Also, incidentally, we have also just finished up another book by Milbank entitled The Legend of Death which is Milbank’s collected poems. It promises to be a good read for anyone theologically-minded who also has an interest in poetry. It should be available in a matter of days or weeks and most. Here is one of the many notable poems (page 10):

Early Autumn Vagrant

A day brushed with lemon.


Luminous wafts
of light lapping frequently
like inverted shadows
beneath a dull-cast heaven.

All ignored by the brimming
schemes of afternoon pastures

for their harvest of sun-tide,
with wave after wave of
wind at last blindly illuming

the bench of the end of everything:
all cast-up, awaiting unknown salvage.


It has all been perfect,
but has left me languished,

my world swept away from me
and myself along with it.
My bodily eyes, self-bereft,
watch my soul depart on its last
and surest voyaging,

while I read on eagerly
in the book about love
as the dusk sweeps out
the open clearness.

Theology and Poetics

In his book, A Theology of Compassion, Oliver Davies suggests that theology has a fundamentally poetic character.  The act of theology is an act of imaginative poiesis, of making language strange.  Poetry, he says leads us to the threshold of theology, but not beyond precisely because of theology’s commitment to historicity.  While poems in some sense remain tied to the empirical reality of the world, they basically function as a semiotic system, as a textual world of their own.  What is fundamental to poetry’s reality is its status as distinctly other than the physical world that we inhabit.  Theology however, makes distinctly historical claims in its own narration of the world.  Theology does not merely encode an alternative semiotic world to question, interrogate, or illumine the empirical world of sense perception. 

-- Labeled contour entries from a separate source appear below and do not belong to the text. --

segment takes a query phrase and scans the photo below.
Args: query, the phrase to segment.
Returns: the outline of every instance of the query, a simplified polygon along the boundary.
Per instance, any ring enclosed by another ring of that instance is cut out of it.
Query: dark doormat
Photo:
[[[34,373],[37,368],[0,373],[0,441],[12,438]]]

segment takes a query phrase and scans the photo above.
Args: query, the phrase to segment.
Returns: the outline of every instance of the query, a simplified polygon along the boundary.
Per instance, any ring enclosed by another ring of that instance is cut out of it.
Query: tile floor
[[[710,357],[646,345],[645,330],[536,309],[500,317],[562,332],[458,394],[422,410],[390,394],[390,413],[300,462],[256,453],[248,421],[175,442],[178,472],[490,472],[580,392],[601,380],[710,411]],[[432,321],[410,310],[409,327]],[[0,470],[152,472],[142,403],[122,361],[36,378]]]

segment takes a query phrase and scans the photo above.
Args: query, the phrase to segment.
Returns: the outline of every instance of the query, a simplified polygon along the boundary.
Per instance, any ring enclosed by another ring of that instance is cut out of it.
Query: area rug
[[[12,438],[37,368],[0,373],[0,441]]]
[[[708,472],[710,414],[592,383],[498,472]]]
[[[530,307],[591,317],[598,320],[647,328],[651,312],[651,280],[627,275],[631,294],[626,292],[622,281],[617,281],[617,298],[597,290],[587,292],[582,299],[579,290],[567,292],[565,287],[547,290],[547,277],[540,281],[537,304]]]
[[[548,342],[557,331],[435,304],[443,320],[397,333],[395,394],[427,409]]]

Rather theology seeks to interrupt the real world with the Real World revealed in Jesus’ history.  It is this Reality that theology proclaims to be actualized in the history of Jesus.  As such, theology’s poeticity does not consist of it suspension of of the historical; rather its historicity is the very condition of theology’s particular poetic character.  It is in the Reality of Christ’s history to which theology witnesses that the poetic dimensions of human imagination find their telos and fullness.  “The radical dialectical antitheses of Christian faith, of incarnation and Trinity, personally made manifest to us in the hypostatic union, are the consummation, overflow, and ‘passion’ of human existence itself, accomplished in every form of human feeling, thinking, and speaking.”

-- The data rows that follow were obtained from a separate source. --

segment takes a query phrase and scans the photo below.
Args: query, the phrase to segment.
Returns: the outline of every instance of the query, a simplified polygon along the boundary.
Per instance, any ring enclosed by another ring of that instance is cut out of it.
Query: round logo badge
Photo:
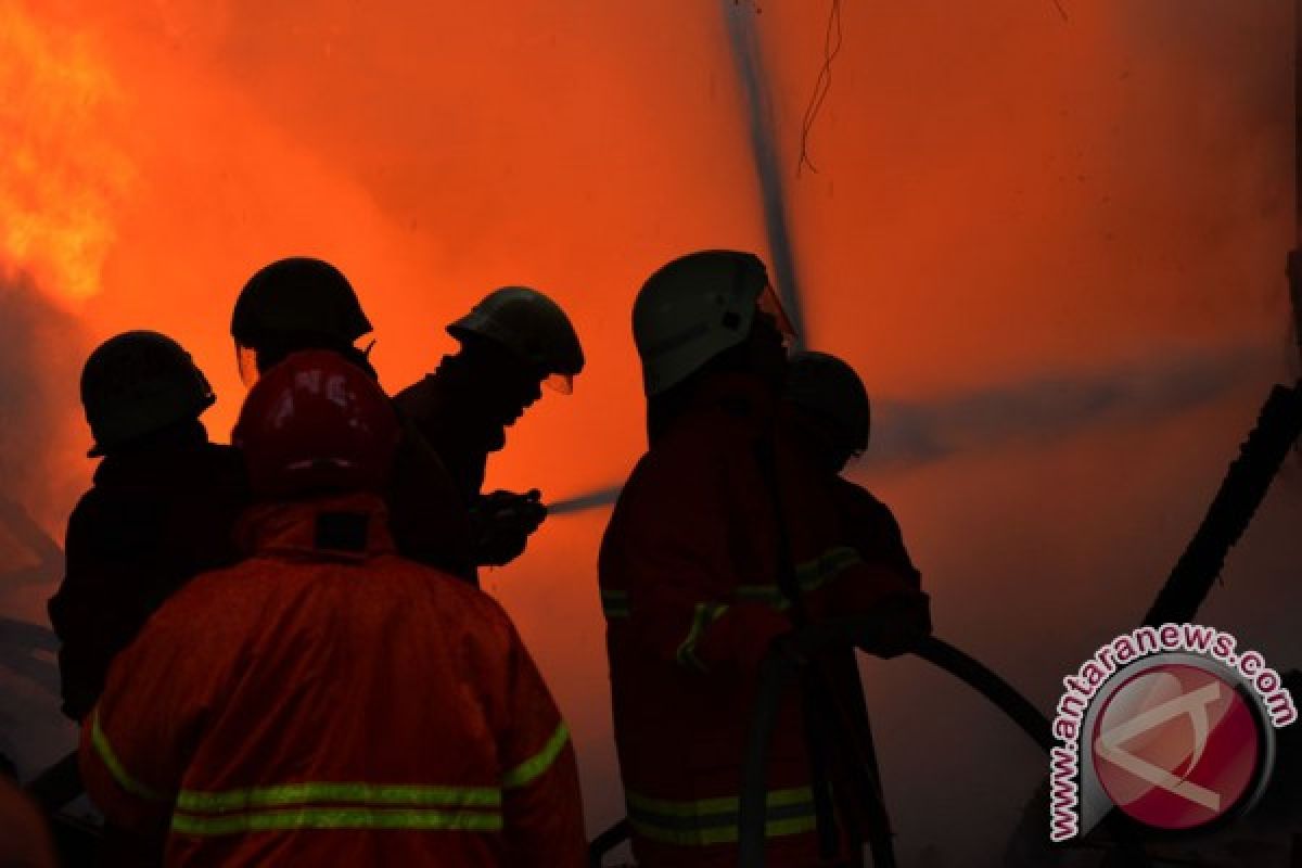
[[[1099,783],[1121,811],[1157,829],[1194,829],[1253,796],[1262,721],[1216,671],[1167,662],[1122,682],[1095,718]]]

The Best Theologian-Writer?

One of the wonderful things that is a sad rarity in reading theology is to find a theologian who is also an excellent writer.  Sadly the greatest of theologians are often some of the worst writers you’ll ever read.  I remember my glee in reading Alan Lewis’ wonderful book Between Cross and Resurrection because not only was it some of the best theology I had ever read, it was definitely the best theological writing I had yet encountered.  David Bentley Hart’s The Beauty of the Infinite was another such joyous experience of great theology being wed to beautiful writing. 

Other theologians I’d put in the good writers category would be Robert Jenson, Herbert McCabe, and Hans Urs von Balthasar.  Where else have people read theologians whom they consider to be good writers?  In what great theologians does true literary ability meet theological acumen?

New Blog: Slouching Towards Bethlehem

In keeping up with the current trends, I now have a tumblr.com blog, where I can do the lazy kind of posting (just links, quotes, and pics).  Hopefully some of you will visit it sometime.  The title for it is taken from the captivating poem by W.B. Yeats, The Second Coming: 

Turning and turning in the widening gyre
The falcon cannot hear the falconer;
Things fall apart; the centre cannot hold;
Mere anarchy is loosed upon the world,
The blood-dimmed tide is loosed, and everywhere
The ceremony of innocence is drowned;
The best lack all conviction, while the worst
Are full of passionate intensity.
Surely some revelation is at hand;
Surely the Second Coming is at hand.
The Second Coming! Hardly are those words out
When a vast image out of Spritus Mundi
Troubles my sight: somewhere in the sands of the desert
A shape with lion body and the head of a man,
A gaze blank and pitiless as the sun,
Is moving its slow thighs, while all about it
Reel shadows of the indignant desert birds.
The darkness drops again; but now I know
That twenty centuries of stony sleep
were vexed to nightmare by a rocking cradle,
And what rough beast, its hour come round at last,
Slouches towards Bethlehem to be born?

Scott Cairns: On Slow Learning

If you have ever owned
a tortoise, you already know
how difficult paper training can be
for some pets.

Even if you get so far
as to instill in your tortoise
the the value of achieving the paper 
there remains one obstacle -
your tortoise’s intrinsic sloth.

Even a well-intentioned tortoise
may find himself, in his journeys
to be painfully far from the mark.

Failing, your tortoise may shy away
for weeks within his shell,
utterly ashamed, or looking up with tiny,
wet eyes might offer an honest shrug.
Forgive him.

–Scott Cairns, “Slow Learner” in Compass of Affection: New and Selected Poems (Brewster, MA: Paraclete Press, 2006), 5.

Harry Potter & Theology

With the release of the latest Harry Potter book there has been a flurry of interesting theo-blogger posts evaluating the fascinating theological emphases in the final – and clearly most theological – book in this popular series.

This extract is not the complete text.